How is W shape (3,1) and not (1,3)?

In this second lab of the Week1 it is specified that W shape is (3,1) as i know W shape relies on the number of parameters, in the second layer, a shape is (3,1) so W shape has to be (1,3) … please what do you think ?

Here are the sizes:

Why do you feel W2 should be (1,3)?

1 Like

That is because TensorFlow computes the weights in a row order fashion.
The weights for Layer2 are arranged as

W_2 = \begin{bmatrix} w_1^{[2]} \\ w_2^{[2]} \\ w_3^{[2]} \end{bmatrix}

So this results in W2.shape = (3,1)
For more info check the : Coffee Roasting with numpy implementation notebook

1 Like

Hello TMosh,
Thanks for your answer, so as you highlighted, W shape relies on number of features, well the number of feature from the activation layer 1 is 1 and the number of units is 1 so why it s not (1,1) ? I still dont get it … how come there are three features ?

Hello Indra Neel,
Thank you for your answer, the way you put it together its more obvious for W to be of shape (3,1) i guess because the activation resulting from layer 1 has three rows. But as W is dependent to number of features, and as activation from layer 1 has only one feature, how come then W is three ? I hope my question is clear … thanks for advance

The shape of W must match the number of features in X.

1 Like

I understand the W shape which is (2,3) in the first layer, but i cant get why its (3,1) for the second layer. Can you please help me ?

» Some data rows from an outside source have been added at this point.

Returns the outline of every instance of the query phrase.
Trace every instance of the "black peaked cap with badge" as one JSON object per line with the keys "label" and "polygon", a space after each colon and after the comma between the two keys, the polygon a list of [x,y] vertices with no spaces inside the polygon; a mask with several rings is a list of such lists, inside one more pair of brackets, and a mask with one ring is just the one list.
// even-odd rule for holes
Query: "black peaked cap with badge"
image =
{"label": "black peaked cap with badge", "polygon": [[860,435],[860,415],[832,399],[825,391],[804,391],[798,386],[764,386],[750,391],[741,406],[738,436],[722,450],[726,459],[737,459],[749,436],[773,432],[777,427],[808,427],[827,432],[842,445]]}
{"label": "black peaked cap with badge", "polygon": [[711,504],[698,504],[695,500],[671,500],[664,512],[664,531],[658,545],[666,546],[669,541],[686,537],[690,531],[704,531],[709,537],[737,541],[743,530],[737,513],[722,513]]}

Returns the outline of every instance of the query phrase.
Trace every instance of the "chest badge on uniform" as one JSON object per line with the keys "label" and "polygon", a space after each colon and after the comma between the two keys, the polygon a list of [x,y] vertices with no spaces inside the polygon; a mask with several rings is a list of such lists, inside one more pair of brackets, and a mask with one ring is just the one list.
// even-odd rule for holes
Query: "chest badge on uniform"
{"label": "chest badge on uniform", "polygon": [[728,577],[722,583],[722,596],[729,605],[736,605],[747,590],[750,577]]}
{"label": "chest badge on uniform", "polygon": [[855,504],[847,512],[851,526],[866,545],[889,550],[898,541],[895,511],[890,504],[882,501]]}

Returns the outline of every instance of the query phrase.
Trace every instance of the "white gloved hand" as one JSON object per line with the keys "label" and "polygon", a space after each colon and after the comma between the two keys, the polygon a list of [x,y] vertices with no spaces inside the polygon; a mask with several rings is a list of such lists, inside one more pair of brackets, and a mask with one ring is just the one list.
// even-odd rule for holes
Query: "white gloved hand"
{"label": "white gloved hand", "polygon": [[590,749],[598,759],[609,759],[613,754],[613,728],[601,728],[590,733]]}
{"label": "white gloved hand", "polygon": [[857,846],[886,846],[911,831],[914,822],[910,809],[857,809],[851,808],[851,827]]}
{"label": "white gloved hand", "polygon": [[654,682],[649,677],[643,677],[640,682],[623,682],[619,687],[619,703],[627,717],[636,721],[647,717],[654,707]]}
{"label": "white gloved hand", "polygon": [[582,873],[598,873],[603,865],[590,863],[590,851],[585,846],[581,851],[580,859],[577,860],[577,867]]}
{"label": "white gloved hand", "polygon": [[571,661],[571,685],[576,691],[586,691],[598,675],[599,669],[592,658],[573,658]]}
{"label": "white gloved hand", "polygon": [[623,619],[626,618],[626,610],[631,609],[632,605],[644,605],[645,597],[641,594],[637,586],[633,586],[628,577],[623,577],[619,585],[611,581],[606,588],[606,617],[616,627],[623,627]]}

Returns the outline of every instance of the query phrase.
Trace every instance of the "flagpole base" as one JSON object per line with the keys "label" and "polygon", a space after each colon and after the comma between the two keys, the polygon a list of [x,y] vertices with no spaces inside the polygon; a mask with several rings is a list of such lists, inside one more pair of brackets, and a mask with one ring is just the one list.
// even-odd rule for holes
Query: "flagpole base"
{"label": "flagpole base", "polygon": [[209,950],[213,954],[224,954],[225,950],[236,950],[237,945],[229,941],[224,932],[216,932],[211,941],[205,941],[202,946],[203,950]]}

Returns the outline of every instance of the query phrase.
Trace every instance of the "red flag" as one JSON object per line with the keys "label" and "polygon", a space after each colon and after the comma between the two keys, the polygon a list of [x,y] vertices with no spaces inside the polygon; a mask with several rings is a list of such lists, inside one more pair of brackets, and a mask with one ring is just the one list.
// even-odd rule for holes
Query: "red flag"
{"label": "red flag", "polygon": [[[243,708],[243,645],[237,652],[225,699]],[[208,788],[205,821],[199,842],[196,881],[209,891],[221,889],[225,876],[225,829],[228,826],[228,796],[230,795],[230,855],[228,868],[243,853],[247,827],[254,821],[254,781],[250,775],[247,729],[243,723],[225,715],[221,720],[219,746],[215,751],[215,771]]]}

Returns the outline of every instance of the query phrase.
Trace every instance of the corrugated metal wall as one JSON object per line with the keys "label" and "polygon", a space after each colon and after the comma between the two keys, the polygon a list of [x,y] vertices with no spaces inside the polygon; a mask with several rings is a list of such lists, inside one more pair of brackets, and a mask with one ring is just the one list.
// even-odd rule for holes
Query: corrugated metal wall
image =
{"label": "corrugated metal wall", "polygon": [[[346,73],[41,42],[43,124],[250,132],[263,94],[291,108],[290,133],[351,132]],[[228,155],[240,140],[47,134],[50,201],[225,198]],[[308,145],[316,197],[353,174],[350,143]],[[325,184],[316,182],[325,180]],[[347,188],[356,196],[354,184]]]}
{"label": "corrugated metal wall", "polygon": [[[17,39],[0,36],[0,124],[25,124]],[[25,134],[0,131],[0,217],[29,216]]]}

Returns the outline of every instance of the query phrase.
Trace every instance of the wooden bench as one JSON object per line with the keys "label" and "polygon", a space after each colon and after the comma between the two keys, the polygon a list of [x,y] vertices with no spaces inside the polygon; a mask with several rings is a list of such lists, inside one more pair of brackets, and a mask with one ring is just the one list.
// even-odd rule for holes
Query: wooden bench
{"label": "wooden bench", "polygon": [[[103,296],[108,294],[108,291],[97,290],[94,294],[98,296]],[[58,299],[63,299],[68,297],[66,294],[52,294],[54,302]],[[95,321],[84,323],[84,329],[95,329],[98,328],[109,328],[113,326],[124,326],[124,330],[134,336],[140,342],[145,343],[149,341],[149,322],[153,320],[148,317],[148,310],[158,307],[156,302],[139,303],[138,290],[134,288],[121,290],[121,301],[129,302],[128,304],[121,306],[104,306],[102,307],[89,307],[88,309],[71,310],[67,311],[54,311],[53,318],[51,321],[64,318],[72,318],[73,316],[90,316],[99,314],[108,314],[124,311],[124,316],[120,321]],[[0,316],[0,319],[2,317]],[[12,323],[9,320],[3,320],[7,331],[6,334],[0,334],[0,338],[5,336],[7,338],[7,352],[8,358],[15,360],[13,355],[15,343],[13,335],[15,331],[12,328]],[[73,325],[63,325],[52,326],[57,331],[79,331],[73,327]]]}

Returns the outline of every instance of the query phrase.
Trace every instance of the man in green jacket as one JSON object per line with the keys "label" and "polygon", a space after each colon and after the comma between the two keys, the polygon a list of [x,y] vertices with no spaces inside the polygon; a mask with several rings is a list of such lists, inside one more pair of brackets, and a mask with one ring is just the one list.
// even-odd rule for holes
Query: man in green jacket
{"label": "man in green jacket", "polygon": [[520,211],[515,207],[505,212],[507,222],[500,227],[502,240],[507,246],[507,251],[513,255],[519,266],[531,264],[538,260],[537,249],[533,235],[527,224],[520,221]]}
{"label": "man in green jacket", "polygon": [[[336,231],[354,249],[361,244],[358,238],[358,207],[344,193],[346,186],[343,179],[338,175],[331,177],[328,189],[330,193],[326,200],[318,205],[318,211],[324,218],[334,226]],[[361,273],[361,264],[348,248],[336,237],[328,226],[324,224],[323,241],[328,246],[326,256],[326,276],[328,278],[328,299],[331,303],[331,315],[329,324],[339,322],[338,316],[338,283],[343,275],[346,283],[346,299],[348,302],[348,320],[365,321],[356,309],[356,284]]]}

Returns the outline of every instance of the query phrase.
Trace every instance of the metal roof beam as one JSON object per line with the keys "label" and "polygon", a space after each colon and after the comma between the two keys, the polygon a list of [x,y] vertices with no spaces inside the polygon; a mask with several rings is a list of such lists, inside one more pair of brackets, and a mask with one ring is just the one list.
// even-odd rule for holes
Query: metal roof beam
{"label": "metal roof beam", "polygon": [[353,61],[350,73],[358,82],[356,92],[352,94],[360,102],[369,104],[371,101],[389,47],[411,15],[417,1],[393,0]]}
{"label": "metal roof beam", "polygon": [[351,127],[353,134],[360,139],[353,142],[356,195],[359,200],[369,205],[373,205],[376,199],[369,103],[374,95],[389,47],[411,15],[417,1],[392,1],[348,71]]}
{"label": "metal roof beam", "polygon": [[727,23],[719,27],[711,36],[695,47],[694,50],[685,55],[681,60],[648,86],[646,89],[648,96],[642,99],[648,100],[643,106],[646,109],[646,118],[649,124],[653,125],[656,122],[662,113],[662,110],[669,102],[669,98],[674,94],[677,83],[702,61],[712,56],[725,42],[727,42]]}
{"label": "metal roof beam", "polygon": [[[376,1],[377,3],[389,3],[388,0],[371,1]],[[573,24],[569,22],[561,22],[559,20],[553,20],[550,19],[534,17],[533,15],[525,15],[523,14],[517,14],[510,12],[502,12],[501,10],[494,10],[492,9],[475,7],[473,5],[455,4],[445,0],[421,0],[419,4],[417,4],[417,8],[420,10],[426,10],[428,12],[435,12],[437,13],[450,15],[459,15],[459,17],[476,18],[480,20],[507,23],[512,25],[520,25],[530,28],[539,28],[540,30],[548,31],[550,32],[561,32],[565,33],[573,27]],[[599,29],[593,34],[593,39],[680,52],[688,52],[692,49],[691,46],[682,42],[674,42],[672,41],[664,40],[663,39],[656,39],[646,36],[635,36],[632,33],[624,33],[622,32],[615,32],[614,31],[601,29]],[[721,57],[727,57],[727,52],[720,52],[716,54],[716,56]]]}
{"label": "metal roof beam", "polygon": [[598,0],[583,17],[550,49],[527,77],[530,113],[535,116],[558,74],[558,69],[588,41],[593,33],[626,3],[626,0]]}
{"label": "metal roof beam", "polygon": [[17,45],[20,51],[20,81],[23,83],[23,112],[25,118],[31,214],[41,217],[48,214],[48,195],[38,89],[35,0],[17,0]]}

The shape of W2 is based on the number of outputs and the number of hidden layer units.
This is because it is what connects the hidden layer to the output layer.

1 Like

Hello Mr TMosh,

I apologise for my late reply, based on what is given in the course, W shape is based on the number of features ( which is in this case 1, please correct me if I am wrong, and the number of units, which is 1 so we re good on that.

So W being (3,1) I get why it is 1(one unit), but I don’t get the 3(are there really 3 features ? )

The number of features depends on the dataset. There are multiple data sets used. They have different sizes.